Trademarks cannot be patented, but can be protected through registration in Austria, EU-wide or worldwide. However, signs, company names etc. which have not been registered as trademarks, can still be protected.


In general, trademarks protect signs (words, numbers, graphics, colours, and such), which have been registered with the Trademark Office for certain goods and services. National trademarks exist along with international trademarks and the Community trademark regime.

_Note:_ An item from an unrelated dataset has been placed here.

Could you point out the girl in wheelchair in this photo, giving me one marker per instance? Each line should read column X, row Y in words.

The right to a trademark is a property right granted by the government for signs which serve the purpose of differentiating products and/or services of their holder from other companies. Austria and the Community trademark regime follow the “principle of publicity”, i.e. the trademark right arises from the registration in the trademark register at the Austrian Patent Office (AT-trademark) or the Office for Harmonisation in the Internal Market (Trade Marks and Designs) (Community trademark). Every trademark registration is examined by the Austrian Patent Office respectively the Office for Harmonisation (Community trademark) with respect to its fulfilment of the formal requirements (in particular, completeness, applicable classification etc.), and with regard to any possible absolute grounds for refusal (in particular lack of distinctiveness, violation of morality (“Sittenwidrigkeit”) or illegality, etc.) The trademark offices do not examine whether a registered trademark conflicts with an older trademark. The do, however, offer “Similarity Protocolls” for one’s own assessment.

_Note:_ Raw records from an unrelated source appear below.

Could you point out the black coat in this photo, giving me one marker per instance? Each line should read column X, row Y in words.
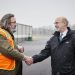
column 62, row 53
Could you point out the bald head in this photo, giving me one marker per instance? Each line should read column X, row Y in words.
column 62, row 19
column 61, row 24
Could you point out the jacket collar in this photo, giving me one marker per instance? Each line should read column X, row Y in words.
column 68, row 35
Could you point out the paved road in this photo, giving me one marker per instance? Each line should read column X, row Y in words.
column 42, row 68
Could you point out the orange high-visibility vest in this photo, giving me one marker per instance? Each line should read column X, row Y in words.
column 5, row 62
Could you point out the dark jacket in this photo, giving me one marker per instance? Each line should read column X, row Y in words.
column 62, row 53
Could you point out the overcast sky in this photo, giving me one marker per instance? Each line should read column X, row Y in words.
column 39, row 13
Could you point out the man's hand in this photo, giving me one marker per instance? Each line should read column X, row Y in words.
column 21, row 49
column 28, row 60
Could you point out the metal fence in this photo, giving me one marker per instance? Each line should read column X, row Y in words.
column 22, row 32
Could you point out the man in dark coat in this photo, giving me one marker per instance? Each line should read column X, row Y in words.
column 61, row 48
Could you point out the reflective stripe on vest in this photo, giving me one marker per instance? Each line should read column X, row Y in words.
column 5, row 62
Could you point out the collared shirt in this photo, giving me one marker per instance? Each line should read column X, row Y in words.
column 64, row 33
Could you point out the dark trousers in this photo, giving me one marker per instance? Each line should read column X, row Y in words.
column 18, row 67
column 5, row 72
column 58, row 73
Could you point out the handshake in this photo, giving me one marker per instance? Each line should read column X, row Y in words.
column 28, row 60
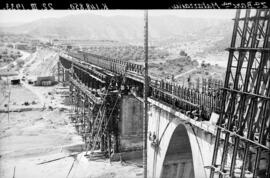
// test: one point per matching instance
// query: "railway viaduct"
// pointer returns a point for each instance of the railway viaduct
(211, 130)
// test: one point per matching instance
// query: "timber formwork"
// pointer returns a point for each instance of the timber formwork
(245, 113)
(95, 112)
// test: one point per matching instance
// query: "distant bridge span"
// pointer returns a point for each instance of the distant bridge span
(198, 132)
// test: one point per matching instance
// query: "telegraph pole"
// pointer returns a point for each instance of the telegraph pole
(145, 118)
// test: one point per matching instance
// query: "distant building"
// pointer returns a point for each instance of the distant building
(45, 81)
(15, 81)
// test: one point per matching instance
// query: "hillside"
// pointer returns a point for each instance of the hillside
(120, 28)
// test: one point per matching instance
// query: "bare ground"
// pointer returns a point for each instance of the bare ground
(44, 133)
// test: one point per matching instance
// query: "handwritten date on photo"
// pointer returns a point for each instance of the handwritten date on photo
(49, 6)
(33, 6)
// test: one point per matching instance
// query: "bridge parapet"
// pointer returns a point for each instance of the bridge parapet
(199, 101)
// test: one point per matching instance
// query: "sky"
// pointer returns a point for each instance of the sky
(24, 16)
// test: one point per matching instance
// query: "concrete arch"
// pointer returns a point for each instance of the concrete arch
(178, 162)
(165, 125)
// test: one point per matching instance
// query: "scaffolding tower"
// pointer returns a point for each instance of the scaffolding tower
(245, 116)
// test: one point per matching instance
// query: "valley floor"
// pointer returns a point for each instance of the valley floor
(41, 131)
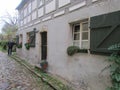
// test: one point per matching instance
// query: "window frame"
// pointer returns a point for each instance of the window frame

The registration is at first valid for ten years. One can, however, extend it for a fee. The registered trademark is published in the Austrian Trademark Bulletin respectively in the Official Journal.

Whereas with regard to a Community trademark, an opposition may be filed by a holder of earlier rights, the Austrian trademark foresees opposition proceedings following the registration. After the opposition period respectively along with it, cancellation proceedings are possible, also for reasons other than earlier rights, e.g. for no genuine use of the trademark in the last five years, if the trademark has been registered for more than those five years.

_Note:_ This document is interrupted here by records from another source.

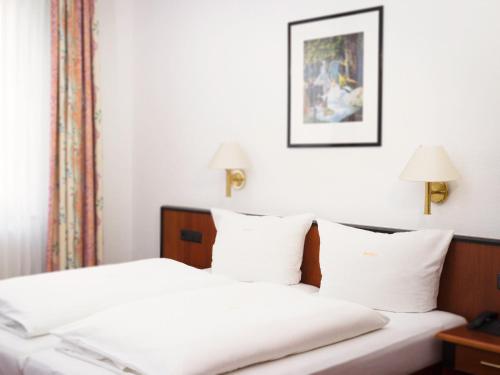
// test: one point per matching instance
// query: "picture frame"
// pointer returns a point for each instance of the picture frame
(335, 66)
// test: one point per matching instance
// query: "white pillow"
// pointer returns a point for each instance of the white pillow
(259, 248)
(393, 272)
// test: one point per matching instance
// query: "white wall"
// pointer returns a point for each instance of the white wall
(210, 71)
(116, 93)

The Austrian trademark is regulated in the Austrian Trademark Protection Law (MSchG) and the Community trademark in the Community Trademark Regulation.

The Austrian as well as the Community Trademark Law confers on its holder an exclusion right. The holder of the trademark can therefore prohibit others from using the trademark or similar signs for those goods or services, for which the trademark is registered (or similar goods or services). In the case of “well-known brands”, the similarity of the goods or services is irrelevant, but circumstances involving breaches of integrity would have to be present. The use of a trademark to designate goods or services includes: (a) affixing the sign to the goods or to the packaging thereof, or to objects in respect of which the service is, or is intended to be, provided, (b) offering the goods, or putting them on the market or stocking them for those purposes under that sign, or offering or supplying services thereunder, (c) importing or exporting the goods under the sign, (d) using the sign on business papers and announcements, and in advertising.

In case of breach, the holder of rights may demand, in particular, the cessation of the infringing use, the removal thereof, reasonable compensation or in the case of negligence, damages, each including financial statements, publication of the judgement and information about the origin and distribution channel. The cessation, but also the preserving of evidence (“house search under civil law”) or the ability to pay (“freezing of assets”) can be enforced through a preliminary injunction. An intentional trademark infringement is also a criminal offence.